Business

Private Equity vs. Risk capital

What is the difference between Venture Capital and Private Equity?

The textbook answer most B-School professors would give is that venture capital is a subset of a larger private equity asset class that includes venture capital investments, LBOs, MBOs, MBIs, bridge and mezzanine. Historically, venture capital investors have provided high-risk equity capital to start-ups and early-stage companies, while private equity firms have provided secondary tranches of capital and mid-term investments to companies that are more mature in their cycle. of corporate life. Again, traditionally speaking, venture capital firms have higher hurdle rate expectations, will be more mercenary with their valuations, and will be more onerous in their restrictions on management than private equity firms.

While the above descriptions are technically correct and have largely remained true to form from a historical perspective, the lines between venture capital and private equity investing have become blurred due to increased competition in the equity markets. capital during the last 18 to 24 months. With the solid, if not frothy, state of the capital markets today, there is too much capital chasing too few quality deals. The increasing pressure from money managers, investment advisers, fund managers and capital providers to allocate funds is at an all time high. This excess money supply has created more competition among investors, driving up valuations for entrepreneurs and lowering returns for investors.

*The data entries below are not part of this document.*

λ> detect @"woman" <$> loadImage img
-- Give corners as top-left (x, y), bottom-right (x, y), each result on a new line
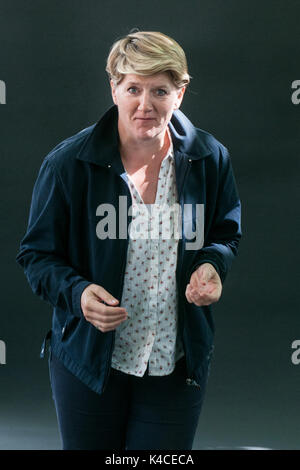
top-left (17, 31), bottom-right (241, 450)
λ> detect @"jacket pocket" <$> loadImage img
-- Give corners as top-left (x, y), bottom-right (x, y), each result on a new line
top-left (61, 315), bottom-right (80, 341)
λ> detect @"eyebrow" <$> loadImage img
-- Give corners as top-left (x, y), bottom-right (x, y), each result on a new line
top-left (127, 82), bottom-right (169, 88)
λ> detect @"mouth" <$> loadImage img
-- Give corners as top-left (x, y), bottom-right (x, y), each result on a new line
top-left (135, 118), bottom-right (155, 121)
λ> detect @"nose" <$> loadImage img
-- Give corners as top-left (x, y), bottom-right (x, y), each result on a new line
top-left (138, 91), bottom-right (152, 112)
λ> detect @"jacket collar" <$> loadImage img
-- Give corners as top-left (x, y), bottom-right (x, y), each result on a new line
top-left (77, 105), bottom-right (211, 171)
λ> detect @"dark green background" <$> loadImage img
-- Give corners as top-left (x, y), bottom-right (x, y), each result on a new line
top-left (0, 0), bottom-right (300, 449)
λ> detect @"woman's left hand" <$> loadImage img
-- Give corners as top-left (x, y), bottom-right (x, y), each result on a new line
top-left (185, 263), bottom-right (222, 306)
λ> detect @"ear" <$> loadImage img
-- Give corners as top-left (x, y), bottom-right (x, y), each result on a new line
top-left (109, 80), bottom-right (118, 105)
top-left (174, 86), bottom-right (186, 109)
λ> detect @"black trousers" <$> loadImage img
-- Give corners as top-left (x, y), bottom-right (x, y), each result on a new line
top-left (49, 352), bottom-right (204, 451)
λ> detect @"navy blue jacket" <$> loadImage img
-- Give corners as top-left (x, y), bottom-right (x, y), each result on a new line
top-left (16, 106), bottom-right (241, 394)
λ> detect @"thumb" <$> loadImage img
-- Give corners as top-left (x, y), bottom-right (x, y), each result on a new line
top-left (93, 284), bottom-right (119, 305)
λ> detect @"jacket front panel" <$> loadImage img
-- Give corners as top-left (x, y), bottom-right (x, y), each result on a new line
top-left (17, 107), bottom-right (241, 393)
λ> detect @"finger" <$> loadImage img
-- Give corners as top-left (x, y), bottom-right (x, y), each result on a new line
top-left (190, 290), bottom-right (215, 306)
top-left (86, 299), bottom-right (127, 317)
top-left (93, 284), bottom-right (119, 305)
top-left (94, 318), bottom-right (125, 333)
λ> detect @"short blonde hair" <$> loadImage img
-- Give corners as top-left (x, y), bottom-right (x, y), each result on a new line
top-left (106, 31), bottom-right (191, 88)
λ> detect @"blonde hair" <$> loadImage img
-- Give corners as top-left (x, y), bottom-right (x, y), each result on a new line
top-left (105, 31), bottom-right (191, 88)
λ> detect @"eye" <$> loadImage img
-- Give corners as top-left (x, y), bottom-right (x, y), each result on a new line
top-left (127, 86), bottom-right (137, 95)
top-left (156, 88), bottom-right (167, 96)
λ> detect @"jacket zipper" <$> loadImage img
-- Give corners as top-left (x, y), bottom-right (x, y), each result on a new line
top-left (178, 160), bottom-right (192, 384)
top-left (102, 176), bottom-right (132, 393)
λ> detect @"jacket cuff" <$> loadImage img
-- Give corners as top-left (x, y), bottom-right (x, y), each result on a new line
top-left (72, 280), bottom-right (92, 318)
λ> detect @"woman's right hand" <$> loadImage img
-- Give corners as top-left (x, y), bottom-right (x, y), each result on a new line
top-left (81, 284), bottom-right (127, 333)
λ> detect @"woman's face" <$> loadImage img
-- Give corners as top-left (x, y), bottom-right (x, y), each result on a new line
top-left (110, 72), bottom-right (185, 142)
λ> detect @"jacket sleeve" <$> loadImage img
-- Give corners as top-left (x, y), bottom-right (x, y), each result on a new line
top-left (188, 147), bottom-right (242, 283)
top-left (16, 158), bottom-right (91, 317)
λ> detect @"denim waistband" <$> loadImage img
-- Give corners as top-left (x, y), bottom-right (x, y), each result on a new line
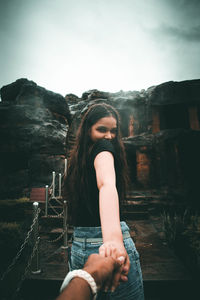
top-left (73, 221), bottom-right (129, 240)
top-left (73, 232), bottom-right (131, 243)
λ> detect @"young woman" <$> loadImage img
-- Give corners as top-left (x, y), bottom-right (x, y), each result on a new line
top-left (65, 103), bottom-right (144, 300)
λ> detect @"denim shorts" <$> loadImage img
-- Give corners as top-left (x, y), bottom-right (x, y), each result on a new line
top-left (69, 222), bottom-right (144, 300)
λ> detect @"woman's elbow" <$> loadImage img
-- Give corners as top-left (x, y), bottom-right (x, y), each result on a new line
top-left (97, 181), bottom-right (116, 191)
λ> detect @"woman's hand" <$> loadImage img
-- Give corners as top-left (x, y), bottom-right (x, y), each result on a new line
top-left (99, 241), bottom-right (130, 281)
top-left (83, 254), bottom-right (124, 291)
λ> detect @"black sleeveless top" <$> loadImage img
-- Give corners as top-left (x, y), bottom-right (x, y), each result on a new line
top-left (74, 139), bottom-right (118, 227)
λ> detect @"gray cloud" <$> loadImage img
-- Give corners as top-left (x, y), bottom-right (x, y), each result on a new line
top-left (0, 0), bottom-right (200, 94)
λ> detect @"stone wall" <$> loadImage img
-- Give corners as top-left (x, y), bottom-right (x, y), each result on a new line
top-left (0, 79), bottom-right (71, 199)
top-left (0, 79), bottom-right (200, 207)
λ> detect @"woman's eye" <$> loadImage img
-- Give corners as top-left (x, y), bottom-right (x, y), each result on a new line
top-left (97, 127), bottom-right (106, 132)
top-left (110, 128), bottom-right (117, 134)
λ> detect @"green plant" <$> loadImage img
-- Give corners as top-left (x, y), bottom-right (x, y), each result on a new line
top-left (161, 210), bottom-right (200, 273)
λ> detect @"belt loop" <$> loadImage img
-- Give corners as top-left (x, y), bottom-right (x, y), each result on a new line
top-left (82, 237), bottom-right (86, 250)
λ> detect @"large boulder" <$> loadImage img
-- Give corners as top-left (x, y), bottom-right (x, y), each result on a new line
top-left (0, 79), bottom-right (71, 198)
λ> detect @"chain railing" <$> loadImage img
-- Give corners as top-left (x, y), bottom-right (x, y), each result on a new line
top-left (0, 202), bottom-right (41, 299)
top-left (1, 204), bottom-right (40, 281)
top-left (45, 166), bottom-right (67, 218)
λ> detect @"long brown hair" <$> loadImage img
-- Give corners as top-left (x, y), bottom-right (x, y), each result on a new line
top-left (64, 103), bottom-right (128, 223)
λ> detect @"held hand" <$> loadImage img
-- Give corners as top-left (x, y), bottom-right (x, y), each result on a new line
top-left (83, 254), bottom-right (124, 291)
top-left (99, 241), bottom-right (130, 281)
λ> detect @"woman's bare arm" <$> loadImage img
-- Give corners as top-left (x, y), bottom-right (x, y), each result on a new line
top-left (94, 151), bottom-right (130, 273)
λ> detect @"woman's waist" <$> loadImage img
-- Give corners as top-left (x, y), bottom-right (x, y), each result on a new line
top-left (73, 221), bottom-right (129, 239)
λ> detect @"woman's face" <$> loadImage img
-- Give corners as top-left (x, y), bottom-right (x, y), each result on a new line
top-left (90, 116), bottom-right (117, 142)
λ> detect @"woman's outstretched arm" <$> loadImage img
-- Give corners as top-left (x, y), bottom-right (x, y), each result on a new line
top-left (94, 151), bottom-right (130, 279)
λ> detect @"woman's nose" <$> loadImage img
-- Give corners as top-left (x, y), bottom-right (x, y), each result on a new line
top-left (105, 131), bottom-right (112, 140)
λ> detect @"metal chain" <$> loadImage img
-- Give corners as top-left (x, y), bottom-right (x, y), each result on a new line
top-left (49, 203), bottom-right (63, 217)
top-left (1, 208), bottom-right (40, 281)
top-left (12, 237), bottom-right (40, 299)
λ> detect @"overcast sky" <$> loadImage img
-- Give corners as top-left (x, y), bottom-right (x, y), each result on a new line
top-left (0, 0), bottom-right (200, 96)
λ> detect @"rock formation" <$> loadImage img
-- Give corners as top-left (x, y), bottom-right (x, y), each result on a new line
top-left (0, 79), bottom-right (200, 205)
top-left (0, 79), bottom-right (71, 199)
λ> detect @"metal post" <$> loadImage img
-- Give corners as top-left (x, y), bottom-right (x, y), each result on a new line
top-left (45, 185), bottom-right (49, 217)
top-left (59, 173), bottom-right (61, 198)
top-left (63, 201), bottom-right (68, 248)
top-left (64, 158), bottom-right (67, 176)
top-left (52, 171), bottom-right (56, 198)
top-left (31, 202), bottom-right (41, 274)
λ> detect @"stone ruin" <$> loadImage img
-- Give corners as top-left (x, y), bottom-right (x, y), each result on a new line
top-left (0, 79), bottom-right (200, 207)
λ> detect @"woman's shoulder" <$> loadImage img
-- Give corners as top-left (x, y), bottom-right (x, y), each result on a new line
top-left (90, 139), bottom-right (115, 161)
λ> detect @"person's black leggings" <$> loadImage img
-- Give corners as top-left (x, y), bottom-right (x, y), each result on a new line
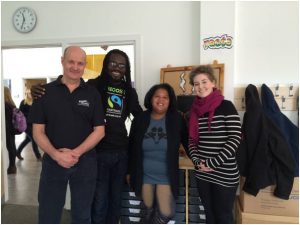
top-left (196, 178), bottom-right (237, 224)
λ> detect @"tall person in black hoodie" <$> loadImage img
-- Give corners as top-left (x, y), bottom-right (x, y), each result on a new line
top-left (32, 49), bottom-right (143, 224)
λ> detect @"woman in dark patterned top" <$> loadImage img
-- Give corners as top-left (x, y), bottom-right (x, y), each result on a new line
top-left (189, 66), bottom-right (241, 223)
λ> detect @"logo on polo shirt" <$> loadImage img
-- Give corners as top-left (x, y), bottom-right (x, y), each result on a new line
top-left (77, 100), bottom-right (90, 107)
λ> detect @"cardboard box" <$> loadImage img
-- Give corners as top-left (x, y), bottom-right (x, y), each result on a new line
top-left (239, 177), bottom-right (299, 217)
top-left (235, 201), bottom-right (299, 224)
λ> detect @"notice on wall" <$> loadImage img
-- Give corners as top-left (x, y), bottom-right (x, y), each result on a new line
top-left (202, 34), bottom-right (233, 50)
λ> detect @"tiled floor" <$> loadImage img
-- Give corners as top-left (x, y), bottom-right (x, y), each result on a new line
top-left (7, 143), bottom-right (42, 205)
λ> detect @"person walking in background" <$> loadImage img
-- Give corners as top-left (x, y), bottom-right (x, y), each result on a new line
top-left (188, 66), bottom-right (241, 223)
top-left (128, 83), bottom-right (188, 223)
top-left (17, 89), bottom-right (42, 160)
top-left (29, 46), bottom-right (104, 224)
top-left (4, 87), bottom-right (17, 174)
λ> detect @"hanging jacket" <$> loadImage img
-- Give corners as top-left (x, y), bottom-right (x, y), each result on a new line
top-left (261, 84), bottom-right (299, 177)
top-left (237, 84), bottom-right (295, 199)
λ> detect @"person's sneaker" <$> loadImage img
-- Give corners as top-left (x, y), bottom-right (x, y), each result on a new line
top-left (16, 153), bottom-right (24, 160)
top-left (7, 166), bottom-right (17, 174)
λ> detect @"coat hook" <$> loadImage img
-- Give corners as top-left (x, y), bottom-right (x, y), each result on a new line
top-left (275, 84), bottom-right (279, 97)
top-left (281, 96), bottom-right (286, 109)
top-left (289, 84), bottom-right (294, 97)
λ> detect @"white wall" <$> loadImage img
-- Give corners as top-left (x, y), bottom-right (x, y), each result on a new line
top-left (1, 2), bottom-right (200, 100)
top-left (200, 1), bottom-right (299, 99)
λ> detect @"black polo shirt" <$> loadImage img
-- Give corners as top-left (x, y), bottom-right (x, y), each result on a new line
top-left (29, 76), bottom-right (104, 149)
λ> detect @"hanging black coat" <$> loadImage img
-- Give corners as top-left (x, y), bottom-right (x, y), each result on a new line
top-left (261, 84), bottom-right (299, 177)
top-left (237, 84), bottom-right (295, 199)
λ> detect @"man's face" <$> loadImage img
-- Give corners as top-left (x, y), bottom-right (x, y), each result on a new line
top-left (61, 47), bottom-right (86, 80)
top-left (108, 54), bottom-right (126, 81)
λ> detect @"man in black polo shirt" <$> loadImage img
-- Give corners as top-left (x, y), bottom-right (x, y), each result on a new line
top-left (29, 46), bottom-right (104, 224)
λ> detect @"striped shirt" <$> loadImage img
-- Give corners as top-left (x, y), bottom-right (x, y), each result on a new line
top-left (189, 100), bottom-right (241, 187)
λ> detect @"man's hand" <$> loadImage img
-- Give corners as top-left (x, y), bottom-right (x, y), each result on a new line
top-left (30, 84), bottom-right (45, 99)
top-left (54, 148), bottom-right (79, 168)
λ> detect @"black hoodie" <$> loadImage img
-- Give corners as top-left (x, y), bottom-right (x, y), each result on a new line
top-left (261, 84), bottom-right (299, 177)
top-left (237, 84), bottom-right (295, 199)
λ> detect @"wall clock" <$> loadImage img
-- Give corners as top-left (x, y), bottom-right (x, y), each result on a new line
top-left (13, 7), bottom-right (37, 33)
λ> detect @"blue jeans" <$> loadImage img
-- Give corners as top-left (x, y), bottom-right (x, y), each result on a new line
top-left (92, 151), bottom-right (128, 224)
top-left (38, 150), bottom-right (97, 224)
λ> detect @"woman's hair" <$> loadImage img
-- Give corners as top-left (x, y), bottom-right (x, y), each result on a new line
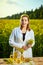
top-left (20, 14), bottom-right (31, 31)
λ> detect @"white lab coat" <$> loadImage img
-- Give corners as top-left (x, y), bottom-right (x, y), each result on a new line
top-left (9, 26), bottom-right (35, 58)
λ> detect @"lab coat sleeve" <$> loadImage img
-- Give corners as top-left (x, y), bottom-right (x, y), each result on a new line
top-left (31, 31), bottom-right (35, 47)
top-left (9, 30), bottom-right (23, 48)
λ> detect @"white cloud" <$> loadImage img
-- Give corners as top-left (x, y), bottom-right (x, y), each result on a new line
top-left (0, 0), bottom-right (22, 17)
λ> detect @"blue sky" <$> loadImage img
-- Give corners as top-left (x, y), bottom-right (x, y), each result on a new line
top-left (0, 0), bottom-right (43, 17)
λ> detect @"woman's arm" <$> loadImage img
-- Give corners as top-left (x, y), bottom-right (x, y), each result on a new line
top-left (22, 30), bottom-right (35, 50)
top-left (9, 30), bottom-right (24, 48)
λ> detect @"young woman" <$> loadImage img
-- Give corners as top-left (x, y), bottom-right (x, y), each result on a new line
top-left (9, 14), bottom-right (35, 58)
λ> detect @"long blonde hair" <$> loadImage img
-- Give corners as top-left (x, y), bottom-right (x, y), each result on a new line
top-left (20, 14), bottom-right (31, 31)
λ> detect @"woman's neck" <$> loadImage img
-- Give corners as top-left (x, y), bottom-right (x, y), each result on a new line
top-left (22, 27), bottom-right (26, 33)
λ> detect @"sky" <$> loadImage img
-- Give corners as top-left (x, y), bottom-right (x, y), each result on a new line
top-left (0, 0), bottom-right (43, 18)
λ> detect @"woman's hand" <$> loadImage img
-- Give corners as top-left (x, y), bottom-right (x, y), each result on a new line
top-left (22, 46), bottom-right (28, 50)
top-left (28, 44), bottom-right (32, 48)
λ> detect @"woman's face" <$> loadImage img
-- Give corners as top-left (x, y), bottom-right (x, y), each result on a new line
top-left (21, 17), bottom-right (28, 27)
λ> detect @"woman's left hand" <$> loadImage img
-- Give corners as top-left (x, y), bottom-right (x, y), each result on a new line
top-left (28, 44), bottom-right (32, 48)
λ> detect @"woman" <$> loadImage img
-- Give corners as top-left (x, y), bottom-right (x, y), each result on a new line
top-left (9, 14), bottom-right (35, 58)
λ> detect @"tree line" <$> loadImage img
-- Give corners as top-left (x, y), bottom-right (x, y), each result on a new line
top-left (0, 5), bottom-right (43, 19)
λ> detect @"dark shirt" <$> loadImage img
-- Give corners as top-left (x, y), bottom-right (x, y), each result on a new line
top-left (22, 33), bottom-right (26, 41)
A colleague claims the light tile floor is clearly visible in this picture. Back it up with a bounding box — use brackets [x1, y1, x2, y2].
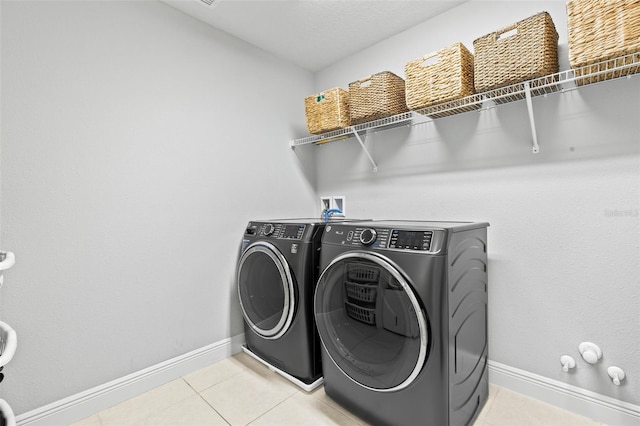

This increased competition among investors has forced venture capital and private equity firms to broaden their respective horizons to continue capturing new opportunities. Over the past 12 months, I’ve seen an increase in private equity firms willing to consider early-stage companies and venture capital firms lowering performance requirements to be more competitive in pursuing later-stage opportunities.

The moral of this story is that if you are an entrepreneur looking for investment capital, your time is right. While the traditional rules of thumb explained above can be used as a basic guide to determining investor suitability, don’t let traditional guidelines stop you from exploring all types of capital providers. While some of the ground rules may be changing, your capital formation goals should remain the same: Consider pitches from venture capitalists, private equity firms, hedge funds, and angel investors as you try to work your way through the structure. capital to seek the highest possible valuation. at the lowest combined cost of capital while maintaining as much control as possible.